The most successful model of accretion disc proposed by Shakura and Sunyaev (1973) assume that an emergent turbulent viscosity is responsible for the outward angular momentum transport. However, a convincing source of turbulence was unknown until Balbus and Hawley (1991) drew attention to a weak field instability, namely, magneto-rotational instability (MRI). While linear MRI guarantees outward angular momentum transport, its study in the non-linear regime is essential to explain observed luminosity, time variability, jets etc. We study the MRI driven turbulence in geometrically thick (H/R ∼ 0.5) radiatively inefficient accretion flows (RIAFs) using 3D global ideal MHD simulations and a pseudo-Newtonian gravity. In saturation, we observe dynamo-generated large-scale magnetic fields, a necessary component to produce jets. The dynamo cycles observed in the geometrically thick RIAFs are intermittent, unlike the very regular cycles seen in the global thin disc (H/R << 1) simulations. The irregularity is due to the sub-Keplerian nature of the angular velocity (for which the shear parameter q = 1.7).

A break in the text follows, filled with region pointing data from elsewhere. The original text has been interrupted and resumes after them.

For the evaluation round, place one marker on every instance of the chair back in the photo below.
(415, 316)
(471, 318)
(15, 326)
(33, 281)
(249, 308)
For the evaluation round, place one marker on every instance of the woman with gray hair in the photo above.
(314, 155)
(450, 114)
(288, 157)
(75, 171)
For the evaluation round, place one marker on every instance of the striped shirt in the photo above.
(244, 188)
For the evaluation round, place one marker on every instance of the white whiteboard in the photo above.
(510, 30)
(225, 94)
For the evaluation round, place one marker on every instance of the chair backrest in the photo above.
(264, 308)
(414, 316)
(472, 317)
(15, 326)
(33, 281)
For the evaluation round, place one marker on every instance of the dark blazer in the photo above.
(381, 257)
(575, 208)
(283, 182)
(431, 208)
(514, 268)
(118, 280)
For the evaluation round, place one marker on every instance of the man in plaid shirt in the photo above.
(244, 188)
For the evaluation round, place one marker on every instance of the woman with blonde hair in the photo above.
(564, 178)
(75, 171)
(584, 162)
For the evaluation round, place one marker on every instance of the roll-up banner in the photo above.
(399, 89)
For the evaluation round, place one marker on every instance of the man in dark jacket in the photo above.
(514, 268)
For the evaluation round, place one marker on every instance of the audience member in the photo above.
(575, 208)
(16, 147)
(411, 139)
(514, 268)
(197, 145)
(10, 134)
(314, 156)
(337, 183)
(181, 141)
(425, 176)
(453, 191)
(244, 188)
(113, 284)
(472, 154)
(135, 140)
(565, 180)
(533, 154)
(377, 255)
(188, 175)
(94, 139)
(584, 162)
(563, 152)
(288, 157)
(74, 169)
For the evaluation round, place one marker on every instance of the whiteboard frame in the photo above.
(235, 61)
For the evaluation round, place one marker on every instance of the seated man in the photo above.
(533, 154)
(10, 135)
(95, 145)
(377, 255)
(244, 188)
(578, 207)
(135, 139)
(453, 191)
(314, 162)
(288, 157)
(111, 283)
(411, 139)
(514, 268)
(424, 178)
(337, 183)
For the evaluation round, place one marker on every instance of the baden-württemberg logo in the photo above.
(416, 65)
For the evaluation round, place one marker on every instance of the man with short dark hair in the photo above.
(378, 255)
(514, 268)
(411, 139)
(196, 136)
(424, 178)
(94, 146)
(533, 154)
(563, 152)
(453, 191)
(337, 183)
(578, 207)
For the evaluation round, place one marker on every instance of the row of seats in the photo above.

We find signatures of two kinds of dynamos– one is the direct dynamo close to the mid-plane, and another being a Parker-type dynamo away from the mid-plane. Away from the mid-plane, the back reaction of the Lorentz force plays an important role in causing the suppression of kinetic helicity by the magnetic helicity of a similar magnitude. The effects of dynamical quenching are shown explicitly for the first time in global simulations of accretion flows.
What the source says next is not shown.